Ando
pelas ruas do Recife com olhar de distanciamento, recolhendo na memória
relíquias. Com uma certa saudade das ruas em que crianças corriam e brincavam e
hoje passam carros barulhentos com as suas buzinas apressadas. As casas com
seus pés de jambo e azeitonas que hoje transformaram-se em prédio colados um
ao outro e pouca sombra. Os apitos dos vendedores ambulantes que perderam-se
nas lembranças infantis. Ainda ouço passos, vozes, da família reunida na
varanda, na casa do meu avô, misturando-se com a melodia das folhas dos
coqueiros a dançarem no vento, o cheiro do queijo coalho derretido com mel de
engenho, aquele sabor do café com bolo de rolo, o suco de graviola, o sorvete
de mangaba e tantos sabores que só encontrava nesse pedaço de mim.
Deixo esse Recife de Manuel Bandeira, Ariano
Suassuna, João Cabral de Melo Neto. Alberto da Cunha Melo, Clarice Lispector, e
tantos outros imensos escritores e poetas, referências da minha trajetória de
vida e caminhos, retidos em um lugar especial, do lado de dentro.
Hoje
a palavra saudade chega com leveza e sensação de um tempo muito bem vivido e
desfrutado em cada instante. E no encontro com amigos e família, constatei as alegrias
que deixamos no coração e nas
memórias daqueles que partilhamos
vivências. E nas marcas do tempo, ficam ali, guardadas a serem resgatadas
quando um olhar, um sorriso, uma palavra se reencontram. Voltei a Recife, como
o fiz, inúmeras vezes, após abraçar o Rio de Janeiro como parte de mim. Mas
nesses cinco meses, regressei como quem se despede a cada dia.
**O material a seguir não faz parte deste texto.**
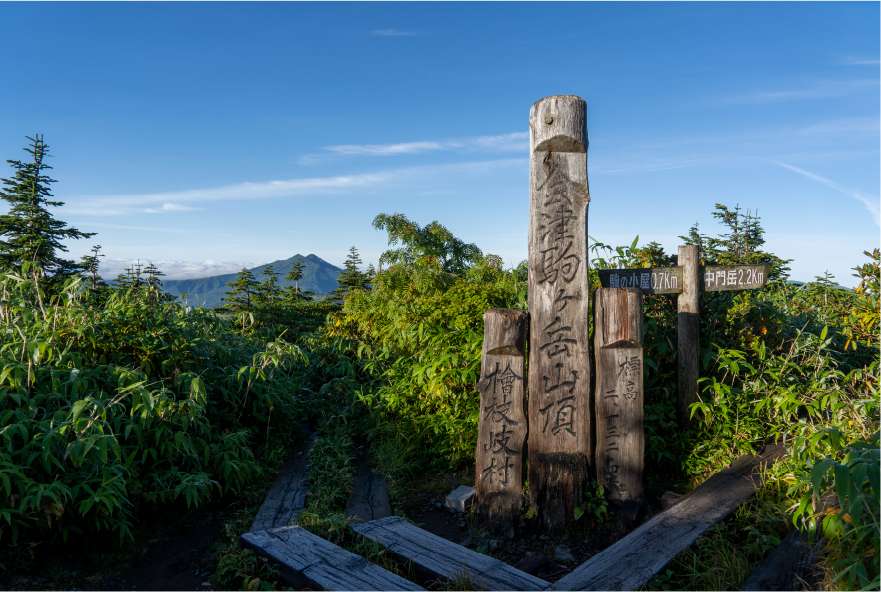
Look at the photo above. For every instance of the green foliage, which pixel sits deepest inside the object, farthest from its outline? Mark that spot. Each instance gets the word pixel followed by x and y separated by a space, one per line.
pixel 110 407
pixel 431 243
pixel 417 335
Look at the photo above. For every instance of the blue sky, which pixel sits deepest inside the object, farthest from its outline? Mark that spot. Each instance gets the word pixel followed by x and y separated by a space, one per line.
pixel 206 136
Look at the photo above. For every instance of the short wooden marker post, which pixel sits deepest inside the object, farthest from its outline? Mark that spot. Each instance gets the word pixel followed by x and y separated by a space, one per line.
pixel 502 429
pixel 559 367
pixel 688 329
pixel 687 280
pixel 620 444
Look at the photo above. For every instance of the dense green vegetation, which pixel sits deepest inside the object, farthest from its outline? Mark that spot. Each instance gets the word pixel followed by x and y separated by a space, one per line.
pixel 116 401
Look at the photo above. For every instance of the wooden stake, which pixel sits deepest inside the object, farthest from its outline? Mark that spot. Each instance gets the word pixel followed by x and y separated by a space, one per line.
pixel 688 325
pixel 559 368
pixel 619 393
pixel 502 429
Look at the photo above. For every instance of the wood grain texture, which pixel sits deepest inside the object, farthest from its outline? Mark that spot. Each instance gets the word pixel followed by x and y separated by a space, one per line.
pixel 321 563
pixel 786 566
pixel 638 557
pixel 502 427
pixel 620 438
pixel 287 496
pixel 688 330
pixel 369 499
pixel 559 367
pixel 445 558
E essa percepção
de “talvez não passe mais por aqui”, faz com o que o olhar, o sentimento, sejam
mais atentos aos detalhes e até mais carinhosos com aqueles que cruzam o nosso
caminho.
E
fui tão acarinhada nesses dias que a palavra saudade transformou-se em
gratidão envolvida por um sorriso de alegria e aconchego. Foram tempos de
incertezas, trabalho árduo e muitas conquistas. Foi como se o ninho estivesse
preparando o pássaro para um voo maior pelo céu sem limites. E em uma manhã de
sol intenso, ouço no vento... “Vai... voa!”
Recife,
local onde nasci e criei laços, e pouco permaneci. Mas é aquele lugar de
abrigo, de sol, de sabores e docilidades. E é o local onde retornei, várias
vezes para respirar e me inspirar. O ar abafado dos dias ardentes e a brisa
refrescante das noites enluaradas.
O cheiro de maresia e a sede saciada com
água de coco. E palavras, encontros, leituras, poesias, luminosidade.
O
ponto inicial, o ponto de partida.
Recife
que me abriga e me liberta.
Para
um novo olhar, um novo tempo, um novo voo.